Questo articolo nasce da un’immagine. Un semplice grafico che incrocia l’aumento della CO₂ atmosferica con le date chiave della diplomazia climatica. Un’immagine che parla da sola: mentre la scienza raccoglie dati, organizza conferenze e produce scenari, il sistema continua a bruciare, estrarre, crescere.
Come scienziato, sento l’urgenza di rompere con una cultura della neutralità che oggi suona sempre più come auto-censura. E come cittadino, credo che la scienza debba finalmente dire chiaramente da che parte sta.

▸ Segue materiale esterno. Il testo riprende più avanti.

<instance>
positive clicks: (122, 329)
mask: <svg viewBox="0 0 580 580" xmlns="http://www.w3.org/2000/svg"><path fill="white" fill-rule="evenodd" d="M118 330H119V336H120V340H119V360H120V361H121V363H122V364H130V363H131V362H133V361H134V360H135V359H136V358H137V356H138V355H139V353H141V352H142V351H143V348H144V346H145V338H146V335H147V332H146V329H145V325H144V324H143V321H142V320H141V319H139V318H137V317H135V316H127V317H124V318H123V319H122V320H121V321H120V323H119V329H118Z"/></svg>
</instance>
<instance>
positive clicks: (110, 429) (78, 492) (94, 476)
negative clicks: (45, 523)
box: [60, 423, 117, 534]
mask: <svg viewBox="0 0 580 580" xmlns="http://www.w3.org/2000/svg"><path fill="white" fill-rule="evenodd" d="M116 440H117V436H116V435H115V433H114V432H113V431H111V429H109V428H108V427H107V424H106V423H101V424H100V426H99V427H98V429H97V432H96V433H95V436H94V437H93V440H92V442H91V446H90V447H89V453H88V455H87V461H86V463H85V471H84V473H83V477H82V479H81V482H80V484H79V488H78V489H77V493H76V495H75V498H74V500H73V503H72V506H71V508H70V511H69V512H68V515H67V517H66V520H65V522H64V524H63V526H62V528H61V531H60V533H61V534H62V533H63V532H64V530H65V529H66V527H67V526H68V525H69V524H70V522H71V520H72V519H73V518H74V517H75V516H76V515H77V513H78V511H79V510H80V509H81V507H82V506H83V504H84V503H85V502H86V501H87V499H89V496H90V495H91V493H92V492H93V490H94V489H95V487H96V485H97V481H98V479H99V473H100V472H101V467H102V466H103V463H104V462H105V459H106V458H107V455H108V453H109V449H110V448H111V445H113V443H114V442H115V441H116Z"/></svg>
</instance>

Cronaca dell’inazione climatica: la scienza parla, il sistema accelera
Nel grafico qui sopra c’è un’intera storia: una storia di conoscenza, di allarmi precoci, di conferenze solenni — e di sistematica inazione. È la storia della crisi climatica raccontata dalla curva della CO₂ atmosferica e delle temperature globali, affiancata da una sequenza impressionante di momenti in cui “la scienza ha parlato” o “i governi si sono impegnati”. Eppure, le emissioni sono continuate a salire. Sempre. Senza una sola flessione significativa.
La scienza ha parlato, nessuno ha ascoltato
Dalla Conferenza delle Nazioni Unite sull’Ambiente Umano, tenutasi a Stoccolma nel 1972, alla più recente COP29 di Baku nel 2024, passando attraverso conferenze, accordi, negoziati, protocolli, rapporti IPCC, con frequenza annuale (vedi l’infografica qui), la comunità scientifica ha fornito dati, scenari, soluzioni, soglie di rischio. Ma a ogni nuova pubblicazione, la curva della CO₂ ha proseguito imperterrita la sua salita. È il grafico dell’irrilevanza della scienza all’interno di un sistema che non intende cambiare.
Non perché i dati siano sbagliati. Ma perché sono politicamente innocui. La scienza parla, ma il potere economico e politico non ascolta, se non per riformulare nuovi slogan, certificare greenwashing o aggiustare la narrazione della sostenibilità.
Una scienza “neutrale” in un sistema radicalmente sbagliato
Ma c’è anche un’altra faccia della medaglia. La comunità scientifica, nel suo complesso, si è autocondannata all’impotenza proclamandosi “neutrale”. In un mondo in fiamme, questa neutralità è diventata corresponsabilità.
Troppo spesso, l’autorità della scienza è stata ridotta alla funzione di fornire dati per chi governa, tecnologie per chi investe, o proiezioni per chi specula. In cambio, si è evitato accuratamente di pronunciare parole scomode: capitalismo fossile, estrattivismo, disuguaglianza sistemica, crescita illimitata. Tutto ciò che rappresenta l’hardware economico e istituzionale che alimenta la crisi climatica resta, nei documenti ufficiali, un grande non detto.
Una doppia paralisi
- Le istituzioni non ascoltano la scienza, se non per strumentalizzarla.
- La scienza non si politicizza, per paura di perdere credibilità.
Il risultato? Una curva che sale. Ininterrottamente.
Ogni passo avanti nelle conferenze sul clima è stato superato, e reso vano, da un sistema produttivo e finanziario che continua a premere sull’acceleratore, incurante dei limiti planetari e delle soglie di non ritorno.
Ripensare il ruolo della scienza
Oggi la sfida non è solo scientifica, è politica e culturale. Serve una scienza consapevole, capace di:
- schierarsi apertamente contro i poteri che negano o diluiscono l’urgenza climatica,
- denunciare la complicità delle istituzioni che parlano di “transizione” mentre autorizzano trivellazioni, rigassificatori e miniere sottomarine,
- farsi alleata dei movimenti sociali che chiedono giustizia climatica, economica e intergenerazionale.
La neutralità è diventata insostenibile
O si è parte della soluzione, o si è parte del problema. E questo vale per tutti — anche per la scienza.